The rod reactor consists of a heating reactor tank and k rods each of which cools the tank for some amount of time, excluding each other. The hybrid automaton has one variable x for the temperature, k clock variables, one heating mode, one error mode, and k cooling modes. If the temperature reaches a critical threshold and no rod can intervene, it goes into an error. For this benchmark, we start with a simple template, the interval around x, and we discover further directions. Table 1 highlights two fundamental differences with the previous benchmark. First, the average width grows with the model size. This is because the heating mode requires finer time partitioning than the cooling modes. The cooling modes increase with the number of rods, and so does the average width over all time partitions. Second, while with the filtered oscillator the difficulty laid at interpolation, for the rod reactor interpolation is rather easy as well as finding counterexamples. Most of the time is spent in the verification phase, where all fixpoint checks must be concluded, without being interrupted by a counterexample. This shows the advantage of our lazy approach, which first processes the counterexamples and finally proves the fixpoint.
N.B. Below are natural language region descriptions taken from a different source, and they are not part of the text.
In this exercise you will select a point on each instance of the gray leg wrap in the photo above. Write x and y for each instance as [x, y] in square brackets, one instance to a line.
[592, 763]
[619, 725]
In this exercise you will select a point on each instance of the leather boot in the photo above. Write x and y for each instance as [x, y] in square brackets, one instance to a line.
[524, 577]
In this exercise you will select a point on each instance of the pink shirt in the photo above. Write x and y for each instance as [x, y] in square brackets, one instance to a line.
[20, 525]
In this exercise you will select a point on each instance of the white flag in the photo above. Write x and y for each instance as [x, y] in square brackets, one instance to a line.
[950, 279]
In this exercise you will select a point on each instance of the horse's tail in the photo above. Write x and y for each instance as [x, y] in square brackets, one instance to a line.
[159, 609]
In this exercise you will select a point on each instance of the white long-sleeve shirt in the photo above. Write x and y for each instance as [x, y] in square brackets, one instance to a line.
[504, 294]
Our method outperforms Ariadne on all benchmarks. On the other hand, tools like Flow* and SpaceEx can be dramatically faster [9]. For instance, they analyze filtosc_8th_ord in resp. 9.1 s and 0.36 s (time horizon of 4 and jump depth of 10). This is hardly surprising, as our method has primarily been designed to comply with soundness and time-unboundedness, and pays the price for that.

8 Related Work

There is a rich literature on CEGAR approaches for hybrid automata, either abstracting to a purely discrete system [3, 10, 27, 33, 34] or to a hybrid automaton with simpler dynamics [22, 30]. Both categories exploit the principle that the verification step is easier to carry out in the abstract domain. The abstraction entails a considerable loss of precision that can only be counteracted by increasing the number of abstract states. This leads to a state explosion that severely limits the applicability of such approaches. In contrast, our approach allows us to increase the precision by adding template directions, which does not increase the number of abstract states. The only case where we incur additional abstract states is when partitioning the time domain. This is a direct consequence of the nonconvexity of flowpipes of affine systems, and therefore seems to be unavoidable when using convex sets in abstractions. In [26], the abstraction consists of removing selected ODE entirely. This reduces the complexity, but does not achieve any fine-tuning between accuracy and complexity. Template reachability has been shown to be very effective in both scaling up reachability tasks to more efficient successor computations [15, 31, 32] and achieving termination even over unbounded time horizons [12]. The drawback of templates is the lack of accuracy, which may lead to an approximation error that accumulates excessively. Efforts to dynamically refine templates have so far not scaled well for affine dynamics [14]. A single-step refinement was proposed in [4], but as was illustrated in [7], the refinement needs to be inductive in order to exclude counterexamples in a CEGAR scheme.

9 Conclusion

We have developed an abstraction refinement scheme that combines the efficiency and scalability of template reachability with just enough precision to exclude all detected paths to the bad states. At each iteration of the refinement loop, only one template direction is added per mode and time-step. This does not increase the number of abstract states. Additional abstract states are only introduced when required by the nonconvexity of flowpipes of affine systems, a problem that we consider unavoidable. In contrast, existing CEGAR approaches for hybrid automata tend to suffer from state explosion, since refining the abstraction immediately requires additional abstract states. As our experiments confirm, our approach results in templates over very low complexity and terminates with an unbounded proof of safety after a relatively small number of iterations. Further research is required to extend this work to nondeterministic and nonlinear dynamics.